Caía uma lágrima de meu olho direito, era de amor. De uma forma mágica ela caiu e não se esparramou, se transformou em mulher, minha lágrima de amor. E de tão grande que é, Deus abençoou e me enviou as aguas doces de Oxum pra me ensinar do amor.
As lágrimas doces de Deus se escorrem pelas montanhas vistosas e se encontram no mar, me disse ela, e o mar é um só...
Essa menina lágrima, de olhos bem verdinhos pra chorar, era toda ela de amor feita, forjada no aço das paixões impossíveis e dos laços inquebráveis da amizade, o mais puro amor. Era tão doce que seria impossível lhe provar, era tão suave que flutuava dentro de si mesma. E soluçava, tão assim baixinho que seu pranto era como o orvalho que cai nas matas e beija as folhas de Jurema, a árvore sagrada.
Então, num movimento rápido, passou a dançar...
Como se fosse o Sol, brilhava em si todo fulgor da vida, e era a própria vida impregnada em mim que me fez dançar também, rufavam tambores angolanos de um lugar qualquer, e numa negritude inconfundível comecei a sambar.
E o samba assim, como delírio, me fez passear por todos os meus dias, relembrar as harmonias dos meus choros infantis, ai que saudades de quando se chorava por tão pouco, por sono ou fome somente.
Mas o samba se acabou, a noite chegou e minha lágrima parecia tão triste.

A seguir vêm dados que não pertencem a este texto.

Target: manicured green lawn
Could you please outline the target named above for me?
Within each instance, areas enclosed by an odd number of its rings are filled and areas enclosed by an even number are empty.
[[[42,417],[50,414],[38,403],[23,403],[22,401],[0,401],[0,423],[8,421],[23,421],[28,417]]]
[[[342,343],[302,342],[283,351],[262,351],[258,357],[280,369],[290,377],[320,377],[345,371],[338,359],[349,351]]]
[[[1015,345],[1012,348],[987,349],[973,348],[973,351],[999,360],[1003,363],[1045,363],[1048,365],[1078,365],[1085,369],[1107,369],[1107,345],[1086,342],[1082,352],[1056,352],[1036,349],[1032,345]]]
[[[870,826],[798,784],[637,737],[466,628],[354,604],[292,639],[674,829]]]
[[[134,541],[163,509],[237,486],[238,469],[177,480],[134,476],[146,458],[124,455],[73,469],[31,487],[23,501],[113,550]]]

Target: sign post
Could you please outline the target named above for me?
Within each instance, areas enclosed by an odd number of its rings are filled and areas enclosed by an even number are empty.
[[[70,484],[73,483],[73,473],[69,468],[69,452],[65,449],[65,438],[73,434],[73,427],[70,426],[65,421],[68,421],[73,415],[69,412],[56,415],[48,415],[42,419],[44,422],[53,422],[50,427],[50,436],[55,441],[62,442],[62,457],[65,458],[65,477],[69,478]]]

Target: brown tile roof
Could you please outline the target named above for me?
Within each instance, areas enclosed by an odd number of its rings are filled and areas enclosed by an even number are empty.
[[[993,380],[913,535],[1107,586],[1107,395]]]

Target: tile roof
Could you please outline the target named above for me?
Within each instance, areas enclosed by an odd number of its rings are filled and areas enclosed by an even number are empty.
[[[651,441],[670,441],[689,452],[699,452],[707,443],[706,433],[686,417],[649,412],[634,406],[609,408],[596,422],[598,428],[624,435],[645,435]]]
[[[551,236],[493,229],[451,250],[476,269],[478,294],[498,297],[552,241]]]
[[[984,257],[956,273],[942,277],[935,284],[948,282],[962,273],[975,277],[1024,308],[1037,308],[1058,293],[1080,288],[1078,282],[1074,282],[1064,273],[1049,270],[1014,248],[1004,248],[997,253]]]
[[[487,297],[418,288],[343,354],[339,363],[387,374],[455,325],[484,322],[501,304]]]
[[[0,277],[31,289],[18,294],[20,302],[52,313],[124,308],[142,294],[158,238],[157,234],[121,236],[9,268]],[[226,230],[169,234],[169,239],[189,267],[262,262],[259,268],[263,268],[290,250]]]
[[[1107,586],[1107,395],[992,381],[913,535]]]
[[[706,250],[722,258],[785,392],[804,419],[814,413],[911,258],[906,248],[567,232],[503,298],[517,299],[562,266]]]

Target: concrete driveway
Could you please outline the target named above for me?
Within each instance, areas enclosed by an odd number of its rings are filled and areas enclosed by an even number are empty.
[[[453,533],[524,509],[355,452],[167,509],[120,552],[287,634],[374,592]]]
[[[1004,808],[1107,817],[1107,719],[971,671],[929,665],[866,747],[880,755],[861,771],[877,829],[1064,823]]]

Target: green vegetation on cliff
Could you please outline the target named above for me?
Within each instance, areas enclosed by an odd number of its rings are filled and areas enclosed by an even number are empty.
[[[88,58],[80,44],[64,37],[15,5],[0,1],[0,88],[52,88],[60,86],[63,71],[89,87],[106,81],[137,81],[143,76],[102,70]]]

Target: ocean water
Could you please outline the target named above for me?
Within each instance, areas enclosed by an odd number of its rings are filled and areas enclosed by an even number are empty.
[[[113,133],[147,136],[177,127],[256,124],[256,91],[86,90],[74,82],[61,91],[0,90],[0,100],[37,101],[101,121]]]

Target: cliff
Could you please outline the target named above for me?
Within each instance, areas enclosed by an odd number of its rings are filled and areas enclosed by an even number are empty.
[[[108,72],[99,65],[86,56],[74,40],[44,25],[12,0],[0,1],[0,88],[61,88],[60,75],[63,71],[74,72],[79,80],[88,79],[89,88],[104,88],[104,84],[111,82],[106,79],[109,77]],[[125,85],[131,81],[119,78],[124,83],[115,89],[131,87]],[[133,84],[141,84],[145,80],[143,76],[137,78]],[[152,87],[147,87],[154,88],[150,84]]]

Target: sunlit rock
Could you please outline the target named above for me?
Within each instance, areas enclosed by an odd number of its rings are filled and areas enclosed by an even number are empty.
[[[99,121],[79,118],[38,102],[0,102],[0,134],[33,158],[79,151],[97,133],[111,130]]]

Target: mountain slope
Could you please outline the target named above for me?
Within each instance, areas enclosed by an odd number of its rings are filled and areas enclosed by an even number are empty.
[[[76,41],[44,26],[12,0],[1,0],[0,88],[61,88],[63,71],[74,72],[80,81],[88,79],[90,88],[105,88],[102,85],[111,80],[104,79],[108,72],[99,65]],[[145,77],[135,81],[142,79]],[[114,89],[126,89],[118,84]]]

Tomou minhas mãos nas suas e se orvalhou numa brisa.
Enquanto eu procurava senti-la ainda, me soou aos ouvidos uma canção:
Vai, e segue em frente meu amor
Que o teu amor é tão puro quanto belo
E ilumina tudo aonde passa
Vai meu amor, que o dia acaba e outro começa
E os amores se vão entre as folhas
Mas o coração permanece nas raízes
Vai, começa teu dia com outras histórias
Que o amor maior ainda
Recomeça sempre em uma eterna ciranda
Canta, canta e canta
Que o amor, como criança.
É lágrima de esperança.
Esse pequeno conto vai pra uma menina que é toda amor, tão linda que parece uma lágrima, uma lágrima de Oxum.